Ola’s ‘private’ valuation becoming palatable for public market investors, but can it hold?
Venture capital funds are often blamed for inflating the valuation of technology startups beyond their fundamentals. This, of course, is subjective and debatable.
The valuation of a startup that is disrupting a legacy business can indeed be high enough and yet justifiable given the possible rocket-like growth trajectory enabled by digitisation of consumption patterns.
Over the last six months, however, there has been a sharp correction in technology stocks globally. This is yet to percolate deep into large privately held technology companies.
But what does this mean for technology startups that have been eyeing the public markets?
If the performance of Indian tech ventures that went public over the last one year is taken, then the experience of Paytm, Nykaa, Policybazaar, Zomato and Freshdesk paints a rather grim picture for the others sitting on the fence.
To be sure, there is no dearth of companies who have been on the verge of floating public issues. Droom, Mobikwik and Oyo for instance had also filed documents with SEBI.

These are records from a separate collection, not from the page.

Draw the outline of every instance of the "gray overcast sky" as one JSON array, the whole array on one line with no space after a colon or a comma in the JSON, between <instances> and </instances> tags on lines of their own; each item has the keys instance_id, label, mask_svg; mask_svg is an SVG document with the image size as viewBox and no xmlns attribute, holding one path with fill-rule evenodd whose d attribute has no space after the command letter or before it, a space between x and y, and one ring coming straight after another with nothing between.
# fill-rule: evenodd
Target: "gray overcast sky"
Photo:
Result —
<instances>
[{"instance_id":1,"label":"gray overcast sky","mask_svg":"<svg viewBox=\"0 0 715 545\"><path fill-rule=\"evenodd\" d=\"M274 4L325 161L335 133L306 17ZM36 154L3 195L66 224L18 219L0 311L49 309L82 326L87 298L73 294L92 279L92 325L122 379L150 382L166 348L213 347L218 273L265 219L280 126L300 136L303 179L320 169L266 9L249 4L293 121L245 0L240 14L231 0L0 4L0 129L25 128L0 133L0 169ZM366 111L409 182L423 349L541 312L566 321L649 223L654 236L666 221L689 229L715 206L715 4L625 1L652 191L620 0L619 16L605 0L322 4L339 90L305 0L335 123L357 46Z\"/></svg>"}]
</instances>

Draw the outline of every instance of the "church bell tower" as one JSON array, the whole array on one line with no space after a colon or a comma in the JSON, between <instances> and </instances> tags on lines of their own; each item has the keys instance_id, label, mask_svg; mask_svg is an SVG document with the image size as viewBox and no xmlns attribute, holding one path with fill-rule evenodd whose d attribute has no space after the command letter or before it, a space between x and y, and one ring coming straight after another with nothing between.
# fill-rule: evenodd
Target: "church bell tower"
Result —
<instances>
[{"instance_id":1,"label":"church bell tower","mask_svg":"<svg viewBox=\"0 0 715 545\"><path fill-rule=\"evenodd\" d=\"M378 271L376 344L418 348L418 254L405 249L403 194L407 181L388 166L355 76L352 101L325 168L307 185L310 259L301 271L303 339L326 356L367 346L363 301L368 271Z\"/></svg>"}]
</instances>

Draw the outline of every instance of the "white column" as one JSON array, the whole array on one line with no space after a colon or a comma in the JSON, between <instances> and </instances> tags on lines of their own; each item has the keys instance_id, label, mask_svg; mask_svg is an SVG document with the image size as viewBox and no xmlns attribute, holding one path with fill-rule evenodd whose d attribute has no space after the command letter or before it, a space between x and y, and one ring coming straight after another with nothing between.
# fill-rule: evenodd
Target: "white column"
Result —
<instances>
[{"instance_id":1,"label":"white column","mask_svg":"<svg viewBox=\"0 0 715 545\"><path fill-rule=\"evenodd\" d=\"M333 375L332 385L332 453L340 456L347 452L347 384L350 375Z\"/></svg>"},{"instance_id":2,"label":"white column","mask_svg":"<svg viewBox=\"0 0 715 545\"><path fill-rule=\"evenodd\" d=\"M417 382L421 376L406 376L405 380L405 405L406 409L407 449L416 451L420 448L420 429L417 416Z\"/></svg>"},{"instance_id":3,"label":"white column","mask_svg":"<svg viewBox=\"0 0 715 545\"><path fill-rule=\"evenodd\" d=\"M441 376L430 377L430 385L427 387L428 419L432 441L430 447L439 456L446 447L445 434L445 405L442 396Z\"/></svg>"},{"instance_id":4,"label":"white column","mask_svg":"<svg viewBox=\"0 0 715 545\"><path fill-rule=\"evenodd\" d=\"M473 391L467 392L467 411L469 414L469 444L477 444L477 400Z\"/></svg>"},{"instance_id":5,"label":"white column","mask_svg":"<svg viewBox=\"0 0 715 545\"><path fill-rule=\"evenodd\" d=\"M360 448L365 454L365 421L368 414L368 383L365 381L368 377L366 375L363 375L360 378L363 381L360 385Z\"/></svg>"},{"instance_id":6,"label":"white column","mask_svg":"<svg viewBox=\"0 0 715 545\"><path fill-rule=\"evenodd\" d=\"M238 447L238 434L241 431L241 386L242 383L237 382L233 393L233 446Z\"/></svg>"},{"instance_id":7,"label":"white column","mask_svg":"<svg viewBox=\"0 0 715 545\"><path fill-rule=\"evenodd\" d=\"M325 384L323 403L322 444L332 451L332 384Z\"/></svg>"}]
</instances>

Some or all of these IPOs could be now pushed back given the sentiments around technology ventures.
That said, one of the more keenly awaited public market journeys in the startup world is the proposed IPO of mobility venture Ola. The cab-hailing company has not formally made a move to float an IPO but it can take some comfort from what public market investors think about its prospects.
An Ola investor, which had sawed its fair value estimate of the ride-hailing company’s valuation by more than half over a 15-month period starting from the onset of the Covid-19 pandemic only to see the rosier side of the business a year ago, has increased the value of the shares it holds in the company.
Ola, operated by ANI Technologies Pvt. Ltd, was one of the worst-hit technology startups in India as many companies switched to a work-from-home routine and physical distancing norms curbed demand for travel.
The company’s revenue plunged around 95% after India imposed a lockdown in late March 2020, co-founder and CEO Bhavish Aggarwal had said at the time. This even forced the company to cut costs and lay off staff.
This likely prompted a public fund managed by US-based investment firm Vanguard Group to slash Ola’s valuation from $6 billion to around $3.3 billion between December 31, 2019 and June 30, 2020. The fund again knocked down the value of its investment in the second half of 2020, to around $3 billion and then even further to $2.4 billion in early 2021.
Ola’s global peer, Uber Technologies Inc, had also seen its share price halve due to the pandemic. But New York-listed Uber later more than recovered.
Uber’s share price had tripled from the lows of March 2020 by April 2021. The company, however, has lost all of the gains since then partly due to the global selloff of tech stocks. It is currently trading at half its pre-pandemic level.
The Vanguard fund increased its estimate of the share price for the period ended September 30, and then more than doubled it for the period ended December 31, 2021. Thereafter, it stayed put for the period ended March 31, 2022.
The latest mark-up means the public market investor believes Ola was valued a little over $6.3 billion as of March 31. For perspective, some reports had suggested Ola was looking at a valuation of as much as $8 billion in its proposed IPO this year.
A markup by a public investment fund of what it believes is the correct valuation spells some relief for Ola as the previous markdowns raised doubts of the company’s performance as and when it goes public. It would also be banking on its electric vehicle arm’s success to provide relief to investors eyeing an investment in the company. Ola Electric raised $200 million in January at $5 billion valuation.
Investors, however, make their own estimates according to different valuation models based on cash flows and other operating metrics. According to the Vanguard fund managers, their estimate of Ola’s share value is based on ‘significant unobservable inputs’.
India had begun opening up its economy after two months of hard lockdown in May 2020. Most restrictions on businesses have been lifted, barring a few advisories to prevent the virus from spreading. While the swift spread of the third wave early this year had led to additional curbs, authorities have since then relaxed them due to a sharp fall in cases, partly due to vaccination suppressing the severity of the cases.
But Covid cases are on the rise again. A funding squeeze for tech startups and stock market volatility make matters worse. It would be interesting to see how the Vanguard fund values Ola in coming months.